Can you send me the data that I can use to reproduce this error?

pakiessling commented 1 year ago

@YidaZhang0628

I get this error with data(sc_count) as well as with my own data.

You can find the code I ran here (gps-fish from github, dev version):

https://github.com/pakiessling/misc/blob/main/gpsfish_tutorial.ipynb

YidaZhang0628 commented 1 year ago

From the code, it seems that you are using the development version. Unfortunately, to increase the efficiency of code, we don't have "no simulation" option for fitness in the development version. If you want to evaluate fitness without simulation, you can try the main version.
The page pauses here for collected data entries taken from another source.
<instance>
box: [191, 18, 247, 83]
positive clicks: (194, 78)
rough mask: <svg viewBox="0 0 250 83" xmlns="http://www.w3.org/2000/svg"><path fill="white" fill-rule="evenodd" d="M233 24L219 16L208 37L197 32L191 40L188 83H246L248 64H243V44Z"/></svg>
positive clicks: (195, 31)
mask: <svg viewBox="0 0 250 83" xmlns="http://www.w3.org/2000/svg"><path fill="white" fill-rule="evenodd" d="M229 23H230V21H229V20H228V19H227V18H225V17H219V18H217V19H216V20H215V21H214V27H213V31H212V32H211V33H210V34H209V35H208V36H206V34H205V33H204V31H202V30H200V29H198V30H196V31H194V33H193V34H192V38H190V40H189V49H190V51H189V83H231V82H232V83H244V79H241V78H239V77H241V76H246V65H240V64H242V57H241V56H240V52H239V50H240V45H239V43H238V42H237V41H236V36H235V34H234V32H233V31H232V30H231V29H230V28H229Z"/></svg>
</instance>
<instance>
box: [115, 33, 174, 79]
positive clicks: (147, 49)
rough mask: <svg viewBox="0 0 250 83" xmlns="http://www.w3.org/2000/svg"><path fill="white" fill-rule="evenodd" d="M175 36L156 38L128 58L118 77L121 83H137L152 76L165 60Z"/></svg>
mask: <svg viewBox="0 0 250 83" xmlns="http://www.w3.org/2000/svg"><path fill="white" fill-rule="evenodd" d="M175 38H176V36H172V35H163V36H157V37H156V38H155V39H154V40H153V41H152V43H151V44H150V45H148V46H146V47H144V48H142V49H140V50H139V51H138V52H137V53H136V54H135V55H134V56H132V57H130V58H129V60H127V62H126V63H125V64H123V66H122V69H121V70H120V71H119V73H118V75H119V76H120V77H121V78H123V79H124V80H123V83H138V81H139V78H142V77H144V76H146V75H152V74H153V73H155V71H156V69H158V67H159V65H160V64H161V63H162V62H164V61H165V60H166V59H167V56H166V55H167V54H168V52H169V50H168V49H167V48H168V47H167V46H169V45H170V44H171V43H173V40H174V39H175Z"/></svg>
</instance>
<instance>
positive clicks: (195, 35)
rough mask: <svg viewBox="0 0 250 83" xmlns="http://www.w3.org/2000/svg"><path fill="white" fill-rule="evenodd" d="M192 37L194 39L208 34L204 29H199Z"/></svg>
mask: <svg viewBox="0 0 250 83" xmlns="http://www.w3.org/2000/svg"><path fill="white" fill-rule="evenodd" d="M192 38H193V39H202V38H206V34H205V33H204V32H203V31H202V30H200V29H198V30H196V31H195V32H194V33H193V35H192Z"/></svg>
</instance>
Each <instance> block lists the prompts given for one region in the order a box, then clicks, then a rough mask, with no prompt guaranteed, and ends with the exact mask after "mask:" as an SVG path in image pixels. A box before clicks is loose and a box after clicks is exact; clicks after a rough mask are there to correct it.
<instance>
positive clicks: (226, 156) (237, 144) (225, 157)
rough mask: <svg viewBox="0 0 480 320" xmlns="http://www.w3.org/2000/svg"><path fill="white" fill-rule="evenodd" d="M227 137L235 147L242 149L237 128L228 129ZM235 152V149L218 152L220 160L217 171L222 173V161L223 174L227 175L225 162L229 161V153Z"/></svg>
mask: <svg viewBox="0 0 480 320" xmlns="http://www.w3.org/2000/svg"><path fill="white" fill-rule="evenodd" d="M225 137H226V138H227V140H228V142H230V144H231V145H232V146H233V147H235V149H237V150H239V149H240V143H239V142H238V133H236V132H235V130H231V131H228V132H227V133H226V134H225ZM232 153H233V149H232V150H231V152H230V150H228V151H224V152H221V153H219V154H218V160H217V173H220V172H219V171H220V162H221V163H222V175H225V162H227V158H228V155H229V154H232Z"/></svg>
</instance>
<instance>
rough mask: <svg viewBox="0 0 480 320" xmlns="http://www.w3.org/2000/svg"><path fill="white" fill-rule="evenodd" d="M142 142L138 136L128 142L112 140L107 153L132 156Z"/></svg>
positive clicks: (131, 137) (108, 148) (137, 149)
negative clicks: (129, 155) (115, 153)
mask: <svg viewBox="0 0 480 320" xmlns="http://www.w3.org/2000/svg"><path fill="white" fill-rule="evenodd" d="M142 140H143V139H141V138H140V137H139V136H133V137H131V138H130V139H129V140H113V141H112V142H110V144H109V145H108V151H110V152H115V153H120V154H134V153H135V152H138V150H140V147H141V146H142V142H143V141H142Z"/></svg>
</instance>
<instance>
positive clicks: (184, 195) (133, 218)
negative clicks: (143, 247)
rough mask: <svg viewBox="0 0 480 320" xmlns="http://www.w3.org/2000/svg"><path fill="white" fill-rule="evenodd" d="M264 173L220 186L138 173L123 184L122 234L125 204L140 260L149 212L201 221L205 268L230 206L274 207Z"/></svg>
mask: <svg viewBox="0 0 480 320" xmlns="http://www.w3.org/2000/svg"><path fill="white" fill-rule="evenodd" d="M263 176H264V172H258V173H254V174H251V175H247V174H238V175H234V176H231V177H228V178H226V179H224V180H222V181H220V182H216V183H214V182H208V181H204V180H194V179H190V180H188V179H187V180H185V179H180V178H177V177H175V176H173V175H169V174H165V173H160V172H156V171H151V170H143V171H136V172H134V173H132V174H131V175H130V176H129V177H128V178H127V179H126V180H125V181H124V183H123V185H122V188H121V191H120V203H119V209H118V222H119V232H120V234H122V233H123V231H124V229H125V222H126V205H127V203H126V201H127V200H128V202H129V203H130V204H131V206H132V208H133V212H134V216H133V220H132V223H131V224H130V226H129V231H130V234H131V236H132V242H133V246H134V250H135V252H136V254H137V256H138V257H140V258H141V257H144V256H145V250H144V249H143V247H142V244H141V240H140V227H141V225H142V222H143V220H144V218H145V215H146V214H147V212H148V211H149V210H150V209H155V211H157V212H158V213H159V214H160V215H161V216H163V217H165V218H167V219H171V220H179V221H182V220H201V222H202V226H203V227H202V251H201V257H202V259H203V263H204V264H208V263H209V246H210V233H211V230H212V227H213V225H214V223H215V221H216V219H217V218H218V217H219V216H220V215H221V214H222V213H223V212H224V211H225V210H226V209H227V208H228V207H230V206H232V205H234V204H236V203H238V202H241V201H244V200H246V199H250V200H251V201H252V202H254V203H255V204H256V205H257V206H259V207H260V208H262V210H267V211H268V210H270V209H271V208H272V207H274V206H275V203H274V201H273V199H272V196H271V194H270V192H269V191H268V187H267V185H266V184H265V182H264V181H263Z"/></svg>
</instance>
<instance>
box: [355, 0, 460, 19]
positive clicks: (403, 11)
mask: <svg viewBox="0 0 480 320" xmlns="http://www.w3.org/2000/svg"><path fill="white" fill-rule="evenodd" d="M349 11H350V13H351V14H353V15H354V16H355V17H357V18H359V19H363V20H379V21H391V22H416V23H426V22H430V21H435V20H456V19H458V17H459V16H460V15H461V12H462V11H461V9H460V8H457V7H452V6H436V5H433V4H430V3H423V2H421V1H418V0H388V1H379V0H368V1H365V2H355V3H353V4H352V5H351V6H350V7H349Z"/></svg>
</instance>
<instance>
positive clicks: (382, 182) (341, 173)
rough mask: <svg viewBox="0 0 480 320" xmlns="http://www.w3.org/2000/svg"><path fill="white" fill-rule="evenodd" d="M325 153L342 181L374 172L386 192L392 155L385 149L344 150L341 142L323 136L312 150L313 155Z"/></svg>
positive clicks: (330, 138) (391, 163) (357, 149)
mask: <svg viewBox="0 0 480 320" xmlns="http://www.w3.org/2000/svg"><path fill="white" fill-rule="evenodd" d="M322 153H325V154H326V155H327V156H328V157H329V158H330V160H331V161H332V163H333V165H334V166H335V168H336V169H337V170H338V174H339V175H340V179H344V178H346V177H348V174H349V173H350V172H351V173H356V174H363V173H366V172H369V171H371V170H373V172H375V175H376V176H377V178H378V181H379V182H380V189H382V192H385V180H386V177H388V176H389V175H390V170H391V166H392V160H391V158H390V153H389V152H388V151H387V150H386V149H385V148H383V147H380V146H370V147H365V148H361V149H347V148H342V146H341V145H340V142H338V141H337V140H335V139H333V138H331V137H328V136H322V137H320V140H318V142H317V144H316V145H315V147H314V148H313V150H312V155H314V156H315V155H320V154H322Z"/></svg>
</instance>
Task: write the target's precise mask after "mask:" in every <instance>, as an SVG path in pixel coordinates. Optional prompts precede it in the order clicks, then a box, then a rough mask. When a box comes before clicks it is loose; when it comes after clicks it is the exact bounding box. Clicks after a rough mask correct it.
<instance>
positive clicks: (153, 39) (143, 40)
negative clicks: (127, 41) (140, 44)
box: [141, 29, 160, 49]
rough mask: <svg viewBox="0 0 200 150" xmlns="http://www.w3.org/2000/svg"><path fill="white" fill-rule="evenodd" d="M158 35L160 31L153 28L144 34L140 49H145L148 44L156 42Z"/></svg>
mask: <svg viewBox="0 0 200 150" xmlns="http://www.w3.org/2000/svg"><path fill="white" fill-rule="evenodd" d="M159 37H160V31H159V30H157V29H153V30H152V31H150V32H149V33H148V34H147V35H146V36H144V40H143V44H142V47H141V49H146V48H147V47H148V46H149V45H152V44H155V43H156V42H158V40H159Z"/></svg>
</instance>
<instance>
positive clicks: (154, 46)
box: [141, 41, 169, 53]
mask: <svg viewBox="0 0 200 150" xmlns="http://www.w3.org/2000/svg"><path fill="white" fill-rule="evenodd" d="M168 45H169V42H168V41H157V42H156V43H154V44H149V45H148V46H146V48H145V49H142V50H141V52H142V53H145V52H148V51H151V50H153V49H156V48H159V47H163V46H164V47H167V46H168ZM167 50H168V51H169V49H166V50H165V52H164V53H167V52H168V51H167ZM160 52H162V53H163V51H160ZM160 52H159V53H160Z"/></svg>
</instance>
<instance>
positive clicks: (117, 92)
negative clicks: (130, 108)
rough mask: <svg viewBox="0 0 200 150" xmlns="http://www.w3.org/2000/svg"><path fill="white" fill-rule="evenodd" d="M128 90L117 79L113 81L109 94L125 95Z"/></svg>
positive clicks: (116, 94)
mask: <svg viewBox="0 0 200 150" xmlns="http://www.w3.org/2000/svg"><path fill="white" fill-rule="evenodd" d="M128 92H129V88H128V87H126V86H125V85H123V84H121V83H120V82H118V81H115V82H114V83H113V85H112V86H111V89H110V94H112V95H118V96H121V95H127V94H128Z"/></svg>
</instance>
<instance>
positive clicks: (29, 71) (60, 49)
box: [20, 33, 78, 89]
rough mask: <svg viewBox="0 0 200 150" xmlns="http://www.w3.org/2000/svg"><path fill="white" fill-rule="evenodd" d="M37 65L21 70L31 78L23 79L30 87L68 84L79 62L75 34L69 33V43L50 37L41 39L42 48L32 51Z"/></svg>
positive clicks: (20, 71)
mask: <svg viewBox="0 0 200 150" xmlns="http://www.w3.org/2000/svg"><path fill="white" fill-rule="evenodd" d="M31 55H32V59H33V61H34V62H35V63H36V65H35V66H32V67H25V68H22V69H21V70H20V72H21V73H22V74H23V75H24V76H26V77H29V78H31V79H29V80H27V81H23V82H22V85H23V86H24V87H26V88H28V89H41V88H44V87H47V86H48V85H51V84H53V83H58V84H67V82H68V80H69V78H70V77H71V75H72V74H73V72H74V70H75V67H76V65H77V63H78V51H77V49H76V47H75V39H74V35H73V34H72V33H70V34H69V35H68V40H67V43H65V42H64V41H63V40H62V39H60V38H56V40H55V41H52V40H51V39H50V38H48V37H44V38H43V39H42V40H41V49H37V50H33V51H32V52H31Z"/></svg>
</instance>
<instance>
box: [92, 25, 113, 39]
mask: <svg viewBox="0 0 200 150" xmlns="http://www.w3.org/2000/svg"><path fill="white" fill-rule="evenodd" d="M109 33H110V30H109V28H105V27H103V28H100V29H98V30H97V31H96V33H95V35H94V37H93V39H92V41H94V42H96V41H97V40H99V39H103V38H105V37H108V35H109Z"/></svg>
pakiessling commented 1 year ago

@YidaZhang0628 Ok, good to know.

Does that mean gpsFISH will not support panel selection without simulation in the future? E.g. I can't use it if I don't already have a spatial reference for the simulation?

YidaZhang0628 commented 1 year ago

We will implement a no-simulation option for gpsFISH in the future.